There appears to be a dose-response relationship with increasing number of false alerts and decreasing self-reported physical health and self-reported confidence in chronic symptom management. In comparison to those who receive ≤ 2 false alerts, those who received > 2 false alerts reported greater reduction in perceived physical health and confidence in chronic symptom management during study period. Results suggest a potential threshold after which alerts can cause significant decline in a patient's perceived wellbeing.
Our findings are consistent with previous reports that false positive alerts are associated with negative short-term psychosocial consequences, affecting self-perception, and decreasing short-term quality of life. 45–48 Here, we address several gaps in our understanding of the impact of false alerts in a population wearing contemporaneous watches and patch monitors. Consistent with our previously published work, we found that smartwatch alerts for AF (both true and false positives) cause significant decline in self-reported physical health in a dose-dependent manner.48 Our findings suggest that clinicians should consider the stress and potential adverse impact of false alerts before recommending commercial wearables for AF detection and should educate patients about what to do should they receive an AF alert.
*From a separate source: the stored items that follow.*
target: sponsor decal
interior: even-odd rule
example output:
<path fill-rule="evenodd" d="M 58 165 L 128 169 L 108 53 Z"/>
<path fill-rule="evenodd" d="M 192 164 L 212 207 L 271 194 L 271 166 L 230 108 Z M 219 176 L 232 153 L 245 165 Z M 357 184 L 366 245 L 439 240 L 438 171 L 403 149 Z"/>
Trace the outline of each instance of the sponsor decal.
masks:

Previously, Ding et al. found that health care providers report difficulty interpreting tracings from commercial wearables and a lack of knowledge about the appropriate workup of patients with a possible AF alert.49 Wang et al. reported that healthcare utilization, including ablation procedures, was higher among patients with AF and wearables as compared to patients with AF and no wearables, even when controlling for their baseline heart rate.7 Further studies are needed to optimize AF detection algorithms for long-term monitoring in older populations to minimize the potential negative impact of false positives alerts. Our findings suggest that clinicians should educate their patients about the limitations of commercial wearables and discuss the potential risks and benefits of these devices. More real-world studies, like HEARTLINE (NCT04276441), are needed to examine the clinical impact of smartwatch prescription for patients with or at risk for AF. Finally, society guidelines for clinicians and patient-education materials are needed to help healthcare providers and their patients navigate the increasingly complex area of mobile health and arrhythmia surveillance.
Strength and limitations:
Our study has multiple strengths. It is a multifaceted randomized clinical trial to evaluate the accuracy and health behavior impact of wearables for AF detection in stroke survivors. Participants in this study are well-defined with respect to sociodemographic, clinical, and psychosocial characteristics. We applied validated instruments including PEPPI, GAD-7, CHAI, and SF-12 at two time-points to examine changes in patient-physician interaction, anxiety, patient activation, and health-related quality of life among participants, increasing the generalizability and likely reproducibility of our study findings. There are some limitations that should be considered when interpreting our findings. Our sample size is modest with relatively short follow-up. It is not designed or powered to evaluate the effects of false alerts on measured outcomes in long-term use of smartwatches for AF detection. Furthermore, our cohort is relatively homogeneous with respect to race, ethnicity, and socioeconomic status, and only includes stroke survivors, limiting the generalizability of our findings to populations not represented in our study cohort. Finally, we only examined the impact of alerts from one smartwatch-smartphone system and it is possible that other alert systems do not elicit the same response from users.